Thor Equities may call its changing, not-yet-approved plan for a prime chunk of the Coney Island amusement zone "the future of Coney Island," and that may be so--at least for that central portion.

But it's unlikely that the future will be defined by the enduring Coney Island icons--the Cylcone, the Wonder Wheel, the Parachute Jump--Thor has chosen for its oft-repeated graphics, which line the walls of prime but empty property along Stillwell Avenue, the straight shot from the subway to the beach.

For Atlantic Yards watchers, it may hearken back to 2003, when the 16-tower Atlantic Yards megaproject was launched with a web site called BBall.net.

Showdown in September?

A Daily News article yesterday, headlined Sands of time catch up to Coney Island, suggests a showdown next month:
Megadeveloper Thor Equities and its president Joe Sitt envision hotels, entertainment venues and amusement parks in a new Coney Island that draws crowds year-round.

The success of that vision — as well as another plan to build mostly luxury housing by developer Taconic Investment Partners — hinges on a city zoning overhaul expected to be released in September.

The city has never been thrilled with Thor's Las Vegas-style vision. Earlier this month, a high-ranking city official told The News, "Thor's proposal is dead in the water."

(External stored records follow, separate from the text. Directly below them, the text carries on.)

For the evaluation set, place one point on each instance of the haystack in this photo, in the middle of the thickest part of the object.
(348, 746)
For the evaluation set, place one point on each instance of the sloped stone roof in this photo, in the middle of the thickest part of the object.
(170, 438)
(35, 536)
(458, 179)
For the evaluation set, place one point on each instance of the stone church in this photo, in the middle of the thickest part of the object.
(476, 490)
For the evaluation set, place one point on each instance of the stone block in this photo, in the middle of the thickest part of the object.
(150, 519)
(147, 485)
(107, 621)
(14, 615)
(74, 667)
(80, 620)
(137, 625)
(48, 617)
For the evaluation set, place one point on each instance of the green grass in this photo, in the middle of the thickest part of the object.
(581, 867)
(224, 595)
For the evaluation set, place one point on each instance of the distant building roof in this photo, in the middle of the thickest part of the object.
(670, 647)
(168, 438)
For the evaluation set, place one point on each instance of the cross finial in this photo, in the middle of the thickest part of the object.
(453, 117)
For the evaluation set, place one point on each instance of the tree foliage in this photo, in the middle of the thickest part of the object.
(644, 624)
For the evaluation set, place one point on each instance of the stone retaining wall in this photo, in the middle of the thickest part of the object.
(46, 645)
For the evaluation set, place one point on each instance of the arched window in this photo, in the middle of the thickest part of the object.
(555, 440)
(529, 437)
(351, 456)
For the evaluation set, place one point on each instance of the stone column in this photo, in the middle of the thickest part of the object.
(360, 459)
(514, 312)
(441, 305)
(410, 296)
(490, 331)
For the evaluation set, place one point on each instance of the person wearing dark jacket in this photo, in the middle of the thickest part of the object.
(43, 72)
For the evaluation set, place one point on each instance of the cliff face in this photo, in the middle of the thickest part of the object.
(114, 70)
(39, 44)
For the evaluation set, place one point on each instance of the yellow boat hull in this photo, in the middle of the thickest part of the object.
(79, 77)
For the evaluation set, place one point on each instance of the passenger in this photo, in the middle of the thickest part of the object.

One concern is that land may remain fallow and boardwalk storefronts empty if the city and Thor remain deadlocked.

Channeling Jane Jacobs?

An esteemed historian of Coney's good times and bad offered a money quote to the Daily News:
"What's strange is Coney Island has always had this sense of anarchy and now here's somebody who's trying to sterilize and impose a vision of retail-tainment," said Coney Island historian Charles Denson. "Sitt's not an evil guy. But this is his vision and the worst thing to have in Coney Island is one person's singular vision."

Denson sounded like he was channeling urbanist Jane Jacobs, patron saint of mixed uses and diversity of ownership. She wrote:
The main responsibility of city planning and design should be to develop -- insofar as public policy and action can do so -- cities that are congenial places for this great range of unofficial plans, ideas, and opportunities to flourish.


She was writing about neighborhoods, not amusement districts, and surely many amusement parks or areas have just one owner. But Coney is different, right? The Department of City Planning has been resistant to Sitt's plans, so let's see what emerges.